During WWI, Van Johnson became a Hollywood star playing a freckle-faced soldiers, sailors, or bomber pilots who were the boy-next-door".
While making “A Guy Named Joe” (1943) Johnson was in serious car accident. His injuries required a metal plate inserted in his forehead and plastic surgery to try and hide the scars.
At the height of his career, Johnson was the second highest-paid actor (behind Bing Crosby) and MGM’s most valuable asset. He received 50,000 fan letters a month. But 1947, MGM Studio head Louie B Mayer became concerned about rumors that Johnson was a homosexual.
When asked about his love life or why he wasn’t married, Johnson joked that he was married to MGM
But Playwright Arthur Laurents wrote years in his own autobiography that Johnson been caught “performing” in public restrooms.
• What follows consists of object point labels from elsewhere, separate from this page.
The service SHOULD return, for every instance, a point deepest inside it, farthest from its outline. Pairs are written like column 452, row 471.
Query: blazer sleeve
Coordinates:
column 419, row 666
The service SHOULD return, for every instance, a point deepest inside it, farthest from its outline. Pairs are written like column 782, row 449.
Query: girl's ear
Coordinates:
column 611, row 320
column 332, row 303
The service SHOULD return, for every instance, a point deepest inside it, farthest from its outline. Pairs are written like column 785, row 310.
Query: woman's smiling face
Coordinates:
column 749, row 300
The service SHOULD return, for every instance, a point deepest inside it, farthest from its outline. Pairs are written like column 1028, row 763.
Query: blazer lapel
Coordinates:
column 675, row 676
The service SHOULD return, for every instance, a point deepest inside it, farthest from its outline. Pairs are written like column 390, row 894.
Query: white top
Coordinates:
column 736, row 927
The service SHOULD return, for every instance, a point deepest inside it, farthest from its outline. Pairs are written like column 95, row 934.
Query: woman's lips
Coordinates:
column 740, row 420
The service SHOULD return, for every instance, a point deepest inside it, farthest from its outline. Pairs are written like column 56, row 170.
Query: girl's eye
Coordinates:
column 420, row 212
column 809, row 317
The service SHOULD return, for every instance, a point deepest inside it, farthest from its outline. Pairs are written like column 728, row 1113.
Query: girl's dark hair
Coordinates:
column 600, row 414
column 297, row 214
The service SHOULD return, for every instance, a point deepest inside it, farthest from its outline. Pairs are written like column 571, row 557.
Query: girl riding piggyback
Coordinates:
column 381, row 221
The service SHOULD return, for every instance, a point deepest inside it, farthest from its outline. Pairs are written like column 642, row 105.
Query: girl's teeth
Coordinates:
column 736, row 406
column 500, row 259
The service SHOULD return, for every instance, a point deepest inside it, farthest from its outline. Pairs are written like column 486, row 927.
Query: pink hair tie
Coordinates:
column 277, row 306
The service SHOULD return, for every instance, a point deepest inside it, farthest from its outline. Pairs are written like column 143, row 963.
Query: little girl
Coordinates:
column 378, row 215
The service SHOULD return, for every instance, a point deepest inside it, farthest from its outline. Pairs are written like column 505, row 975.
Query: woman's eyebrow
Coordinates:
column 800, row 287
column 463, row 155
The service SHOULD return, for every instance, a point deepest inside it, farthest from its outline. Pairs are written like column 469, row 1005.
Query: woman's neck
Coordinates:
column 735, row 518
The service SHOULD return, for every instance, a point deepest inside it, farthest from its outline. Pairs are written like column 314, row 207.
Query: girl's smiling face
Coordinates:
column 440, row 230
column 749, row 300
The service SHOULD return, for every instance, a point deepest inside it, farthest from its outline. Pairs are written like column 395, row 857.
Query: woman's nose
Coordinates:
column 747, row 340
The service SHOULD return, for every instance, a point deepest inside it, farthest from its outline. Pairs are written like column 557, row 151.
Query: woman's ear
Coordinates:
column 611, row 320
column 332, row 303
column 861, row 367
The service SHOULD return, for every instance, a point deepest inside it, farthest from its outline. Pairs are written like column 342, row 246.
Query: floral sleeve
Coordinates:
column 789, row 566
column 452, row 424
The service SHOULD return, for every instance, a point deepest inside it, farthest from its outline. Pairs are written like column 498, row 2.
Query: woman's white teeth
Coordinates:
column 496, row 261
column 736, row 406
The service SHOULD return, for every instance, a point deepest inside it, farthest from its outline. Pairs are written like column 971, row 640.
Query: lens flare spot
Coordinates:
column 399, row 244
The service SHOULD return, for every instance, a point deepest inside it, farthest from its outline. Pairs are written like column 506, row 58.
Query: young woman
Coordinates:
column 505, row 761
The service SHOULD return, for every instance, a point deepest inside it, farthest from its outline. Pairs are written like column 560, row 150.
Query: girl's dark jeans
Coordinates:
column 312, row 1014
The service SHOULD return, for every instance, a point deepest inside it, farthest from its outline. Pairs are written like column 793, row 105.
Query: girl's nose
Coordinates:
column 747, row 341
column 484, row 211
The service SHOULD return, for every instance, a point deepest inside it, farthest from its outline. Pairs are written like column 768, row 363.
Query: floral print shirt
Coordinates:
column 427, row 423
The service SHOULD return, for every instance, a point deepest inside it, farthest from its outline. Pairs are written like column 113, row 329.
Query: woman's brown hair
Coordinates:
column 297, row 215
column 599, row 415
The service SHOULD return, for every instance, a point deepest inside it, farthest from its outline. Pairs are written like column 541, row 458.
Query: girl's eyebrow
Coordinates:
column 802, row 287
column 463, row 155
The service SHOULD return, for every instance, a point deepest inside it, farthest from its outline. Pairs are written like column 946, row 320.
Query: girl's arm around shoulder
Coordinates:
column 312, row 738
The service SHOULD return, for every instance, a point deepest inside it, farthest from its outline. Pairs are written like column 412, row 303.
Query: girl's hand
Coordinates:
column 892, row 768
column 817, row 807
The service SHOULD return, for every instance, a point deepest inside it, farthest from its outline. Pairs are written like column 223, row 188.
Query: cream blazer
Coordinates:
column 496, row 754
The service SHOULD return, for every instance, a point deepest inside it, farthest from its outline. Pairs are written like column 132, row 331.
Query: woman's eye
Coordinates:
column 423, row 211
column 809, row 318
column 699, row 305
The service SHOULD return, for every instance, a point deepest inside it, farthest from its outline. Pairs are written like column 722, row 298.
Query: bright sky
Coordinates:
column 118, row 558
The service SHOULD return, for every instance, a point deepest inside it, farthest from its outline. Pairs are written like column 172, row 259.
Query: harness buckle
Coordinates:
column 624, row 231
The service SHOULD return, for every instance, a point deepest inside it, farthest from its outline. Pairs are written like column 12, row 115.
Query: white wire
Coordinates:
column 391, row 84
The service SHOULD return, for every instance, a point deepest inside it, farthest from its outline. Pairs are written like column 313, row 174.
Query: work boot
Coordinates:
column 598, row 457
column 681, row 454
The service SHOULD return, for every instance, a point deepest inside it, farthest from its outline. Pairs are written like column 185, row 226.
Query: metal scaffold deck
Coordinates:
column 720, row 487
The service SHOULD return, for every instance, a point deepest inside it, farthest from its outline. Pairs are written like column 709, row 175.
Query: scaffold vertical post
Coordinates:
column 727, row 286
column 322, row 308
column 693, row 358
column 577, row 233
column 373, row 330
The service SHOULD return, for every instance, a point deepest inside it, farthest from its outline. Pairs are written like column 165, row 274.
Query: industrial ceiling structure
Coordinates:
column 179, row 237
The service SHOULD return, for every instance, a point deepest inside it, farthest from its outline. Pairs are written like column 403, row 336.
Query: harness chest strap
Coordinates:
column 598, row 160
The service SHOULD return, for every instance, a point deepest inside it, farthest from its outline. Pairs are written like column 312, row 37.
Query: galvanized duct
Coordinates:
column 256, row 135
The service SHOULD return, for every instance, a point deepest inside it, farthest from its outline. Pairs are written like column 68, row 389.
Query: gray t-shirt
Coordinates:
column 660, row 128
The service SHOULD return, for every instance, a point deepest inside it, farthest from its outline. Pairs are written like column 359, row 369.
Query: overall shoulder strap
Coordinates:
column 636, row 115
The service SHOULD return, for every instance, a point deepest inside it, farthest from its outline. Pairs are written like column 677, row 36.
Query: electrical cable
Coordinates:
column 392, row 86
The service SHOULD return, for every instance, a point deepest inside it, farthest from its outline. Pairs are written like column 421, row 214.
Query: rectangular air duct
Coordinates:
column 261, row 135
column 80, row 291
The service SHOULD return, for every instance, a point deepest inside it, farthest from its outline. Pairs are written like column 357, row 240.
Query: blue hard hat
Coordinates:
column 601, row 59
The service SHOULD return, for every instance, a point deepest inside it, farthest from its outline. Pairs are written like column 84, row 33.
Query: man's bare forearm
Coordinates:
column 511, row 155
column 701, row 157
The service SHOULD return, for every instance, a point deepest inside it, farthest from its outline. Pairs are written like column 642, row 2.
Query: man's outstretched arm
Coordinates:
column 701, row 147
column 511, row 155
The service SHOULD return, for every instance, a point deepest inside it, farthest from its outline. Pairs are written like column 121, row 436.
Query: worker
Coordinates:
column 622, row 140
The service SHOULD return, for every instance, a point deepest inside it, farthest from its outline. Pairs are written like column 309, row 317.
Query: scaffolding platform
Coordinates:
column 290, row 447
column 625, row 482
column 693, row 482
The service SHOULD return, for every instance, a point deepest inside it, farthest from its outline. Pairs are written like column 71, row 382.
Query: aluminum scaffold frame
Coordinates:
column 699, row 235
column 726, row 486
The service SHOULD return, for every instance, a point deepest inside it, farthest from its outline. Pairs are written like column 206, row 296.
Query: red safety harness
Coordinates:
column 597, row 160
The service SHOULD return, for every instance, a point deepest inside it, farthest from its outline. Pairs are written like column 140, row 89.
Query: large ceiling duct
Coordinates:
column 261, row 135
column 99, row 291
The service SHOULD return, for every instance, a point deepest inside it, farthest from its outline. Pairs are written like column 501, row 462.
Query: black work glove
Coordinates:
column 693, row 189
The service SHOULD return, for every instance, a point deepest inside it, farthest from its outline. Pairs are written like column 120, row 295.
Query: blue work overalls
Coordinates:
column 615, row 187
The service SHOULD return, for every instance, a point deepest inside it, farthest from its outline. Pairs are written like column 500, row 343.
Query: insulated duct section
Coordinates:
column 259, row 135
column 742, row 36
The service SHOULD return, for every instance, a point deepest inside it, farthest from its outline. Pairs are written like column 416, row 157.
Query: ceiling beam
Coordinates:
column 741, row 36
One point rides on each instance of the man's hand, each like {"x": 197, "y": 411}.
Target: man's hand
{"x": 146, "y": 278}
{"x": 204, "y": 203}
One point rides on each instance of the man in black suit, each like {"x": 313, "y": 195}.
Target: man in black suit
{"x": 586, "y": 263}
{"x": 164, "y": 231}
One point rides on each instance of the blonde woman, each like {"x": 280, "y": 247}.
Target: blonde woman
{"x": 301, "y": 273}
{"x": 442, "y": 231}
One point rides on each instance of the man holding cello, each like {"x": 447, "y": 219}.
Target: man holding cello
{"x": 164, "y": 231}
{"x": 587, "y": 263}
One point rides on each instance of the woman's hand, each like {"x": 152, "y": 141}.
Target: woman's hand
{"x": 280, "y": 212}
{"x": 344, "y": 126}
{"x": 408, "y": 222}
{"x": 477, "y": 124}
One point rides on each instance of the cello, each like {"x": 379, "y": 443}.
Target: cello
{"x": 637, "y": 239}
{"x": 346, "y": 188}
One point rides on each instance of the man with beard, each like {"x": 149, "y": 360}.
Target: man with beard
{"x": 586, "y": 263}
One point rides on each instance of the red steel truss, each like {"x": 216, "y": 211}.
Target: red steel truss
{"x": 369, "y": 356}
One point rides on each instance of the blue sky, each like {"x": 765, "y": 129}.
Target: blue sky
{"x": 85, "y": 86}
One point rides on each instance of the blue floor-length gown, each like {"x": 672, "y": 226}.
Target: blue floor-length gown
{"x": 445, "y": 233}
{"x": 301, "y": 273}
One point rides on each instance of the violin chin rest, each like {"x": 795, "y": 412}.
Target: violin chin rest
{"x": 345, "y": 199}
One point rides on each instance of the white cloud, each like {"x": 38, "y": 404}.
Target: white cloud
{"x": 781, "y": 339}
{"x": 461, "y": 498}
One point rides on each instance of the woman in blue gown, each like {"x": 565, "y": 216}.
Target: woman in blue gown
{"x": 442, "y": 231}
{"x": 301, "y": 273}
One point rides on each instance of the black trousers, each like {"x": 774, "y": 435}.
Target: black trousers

Mayer insisted that Johnson get married. The problem was that the only woman he would consider was Eve Abbott, who was already married to his best friend Keenan Wynn. Mayer blackmailed Abbott, threatening Keenan Wynn’s contract would not be renewed unless she divorced him and married Johnson.
So on January 25, 1947, Wynn & Abbott drove to Mexico and got a quickie divorce, then drove to Hollywood where Abbott and Johnson were married. Believe it or not, Keenan Wynn stayed friends with both of them.
(This is based on an interview with Abbott shortly before her death in 2004.)
Keenan’s father actor Ed Wynn once described the situation:
"I can't keep them straight. Evie loved Keenan. Keenan loves Evie. Van loves Evie. Evie loves Van. Van loves Keenan. Keenan loves Van."
By the 1960s, Johnson transition to mostly making guest appearances on Tv shows (including 2 episodes of Batman in 1966, playing the villain the Minstrel).
Johnson also pursued the theater, appearing in a number of stage musical, including “The Music Man” in London in 1961. This led to Johnson’s divorce to Abbott.
According to Abbott, in 1961, she discovered her husband was having an affair with the lead dancer in the London production of “The Music Man”.
Abbott son Ned Wynn wrote that his mother told him that Johnson had left her "for a man - a boy, really. He's the lead boy dancer."
The marriage was over but they didn’t finalize their divorce until 1968. Johnson himself said it was acrimonious, “the ugliest divorce in Hollywood history".
Johnson continued to perform in regional theater and occasional on television. He died of natural causes in 2008. (No word on what happened to that dancer from The Music Man.)